Customer shall indemnify, defend, and hold harmless GitGuardian from any and all claims, losses, damages, expenses and costs (including all reasonably incurred legal fees) arising out of or in connection with: (i) the Customer’s (or any third party authorized by Customer) misuse of the Services; (ii) fault, negligence, or failure of the Customer (or any third party authorized by Customer) to perform the Customer’s responsibilities hereunder; (iii) claims against the Customer by any other party; (iv) Services processing of the Customer Content under this Agreement or (v) Customer’s uncured material breach of these Terms.

Relief of Obligation to Pay

Customer acknowledges that nothing herein (except for a Force Majeure Event resulting in termination of the Services for a reason other than Customer’s non-payment, or an uncured material breach of these Terms by GitGuardian which results in termination of the Services) shall relieve the Customer for its obligation to pay for the Services executed by GitGuardian.

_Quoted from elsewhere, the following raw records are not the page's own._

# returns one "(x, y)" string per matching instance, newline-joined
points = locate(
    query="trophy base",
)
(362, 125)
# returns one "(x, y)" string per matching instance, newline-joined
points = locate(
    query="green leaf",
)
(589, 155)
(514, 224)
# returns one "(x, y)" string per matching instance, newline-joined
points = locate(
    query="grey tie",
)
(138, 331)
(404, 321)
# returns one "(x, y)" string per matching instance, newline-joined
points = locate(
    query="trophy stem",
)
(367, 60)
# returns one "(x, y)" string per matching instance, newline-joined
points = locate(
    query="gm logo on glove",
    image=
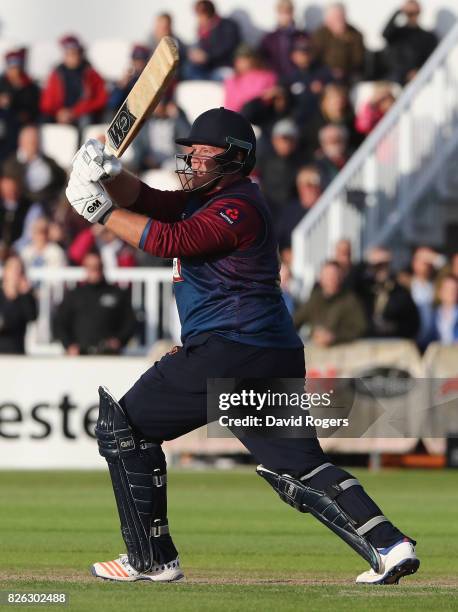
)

Relief of Obligation to Pay

Initial Dispute Resolution

GitGuardian aims to address all Customer concerns without the need for formal legal proceedings.  Before filing a claim against GitGuardian, Customer agrees to attempt to resolve the dispute informally by contacting GitGuardian at legal@gitguardian.com. GitGuardian will try to resolve the dispute informally by contacting Customer via email. If a dispute is not resolved within ninety (90) days of submission, either party may begin formal legal action, subject to these Terms.

Choice of Law

The validity, performance, construction, regulation and interpretation of these Terms shall be governed under the laws of France. The parties hereby disclaim from application to these Terms of the United Nations Convention on Contracts for the International Sale of Goods. Information learned or exchanged related to or arising out of the dispute shall be treated as confidential information by both Parties.



Each Party hereby grants the other Party the right to disclose that it is a partner of the other Party and the right to display the other Party’s logo on its materials including, but not limited to, web site and literature; provided that either party may revoke the use of such intellectual property by providing written notice of such a decision at any time.

Waiver, Severability and Assignment

Any failure on the part of GitGuardian to enforce a provision under these Terms does not constitute a waiver of rights hereunder, including the right to take action at a later date. If any provision of these Terms is found unenforceable by any court or administrative body of competent jurisdiction, such provision shall be excluded from these Terms and the balance of this document shall be interpreted and enforced as if such provision were so excluded and shall be enforceable to the fullest extent permitted by law. Except as expressly permitted hereunder, Customer may not assign its rights under these Terms, and any such attempt shall be null and void. GitGuardian may assign any of its rights to its affiliates, subsidiaries, or its successor interest pursuant to any business associated with the Services.


By using the Services, Customer consents to GitGuardian providing it with email notices for any and all notices required under these Terms. Such notices shall be deemed received once they are sent. If Customer no longer consents to receive notification by email, it must stop using the Services.

Relationship of the Parties

GitGuardian is an independent contractor. There is no relationship of agency, partnership, joint venture, employment, or franchise between Customer and GitGuardian. Customer and its agents shall not have the authority to bind GitGuardian in any way, or to incur any obligation on its behalf, except those obligations set forth in these Terms. These terms are for the benefit of the parties and are not intended to confer upon any person or entity any rights or remedies hereunder. Nothing in these Terms shall be deemed to create any agency or partnership.